Data are considered as "FAIR" when they comply to the rather general recommendations that all research objects have to fulfil and which were summarized under four major principles: Findability, Accessibility, Interoperability and Re-Usability.

Detailed Answer

The FAIR guiding principles for research data were originally drafted in 2015 by the FORCE11 workgroup and later published by Wilkinson et al. in 2016. They quickly became widely accepted and were adopted by several research policies and funding agencies to provide a general guideline how to handle and publish research data (Barend et al. 2017).

The principles do not provide particular properties, formats or standards that scientific data has to meet, but are rather a set of quite general recommendations that all research objects have to fulfill and which were summarized under the four major principles Findability, Accessibility, Interoperability and Re-Usability.
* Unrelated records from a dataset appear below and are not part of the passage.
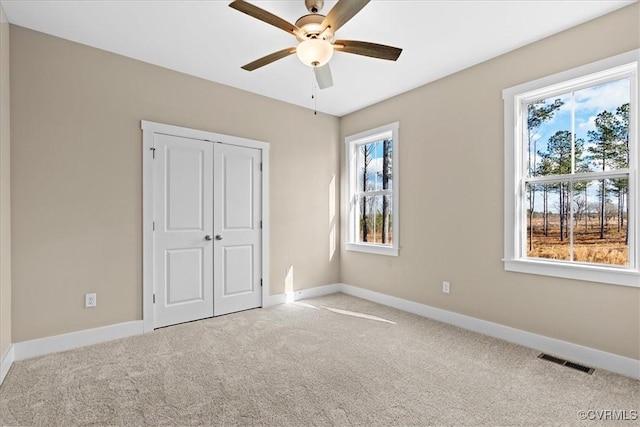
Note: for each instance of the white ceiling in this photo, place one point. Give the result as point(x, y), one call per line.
point(210, 40)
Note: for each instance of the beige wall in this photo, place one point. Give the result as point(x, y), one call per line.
point(5, 190)
point(77, 168)
point(451, 212)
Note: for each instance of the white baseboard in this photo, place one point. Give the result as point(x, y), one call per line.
point(6, 362)
point(54, 344)
point(318, 291)
point(566, 350)
point(581, 354)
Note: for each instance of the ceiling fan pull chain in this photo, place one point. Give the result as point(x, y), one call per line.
point(314, 93)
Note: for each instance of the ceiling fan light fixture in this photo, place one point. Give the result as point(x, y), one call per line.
point(314, 52)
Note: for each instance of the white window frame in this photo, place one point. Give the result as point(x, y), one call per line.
point(352, 143)
point(515, 100)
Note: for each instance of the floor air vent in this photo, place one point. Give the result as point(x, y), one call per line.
point(566, 363)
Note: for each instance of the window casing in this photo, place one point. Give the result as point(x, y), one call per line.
point(372, 191)
point(571, 173)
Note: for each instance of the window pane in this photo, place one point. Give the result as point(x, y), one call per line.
point(374, 168)
point(375, 219)
point(602, 122)
point(545, 118)
point(547, 221)
point(600, 227)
Due to the continously increasing amount of high-voluminous and heterogeneous research data the major goal of the FAIR data principles is to lower the barriers and efforts for humans as well as machines to efficiently discover and reuse research data. This is not only important for the research community who is interested in analyzing the data to discover new scientific findings, but also for funding agencies, who provide the budget for producing the data, and other interested stakeholders.

All datasets which are provided via the GFBio portal strive to comply with the FAIR principles. However, evaluation of the "FAIRness" of a dataset is currently difficult. One promising solution are the FAIR maturity indicators published in 2018, which provide a suitable approach to measure the FAIRness of datasets and research infrastructures.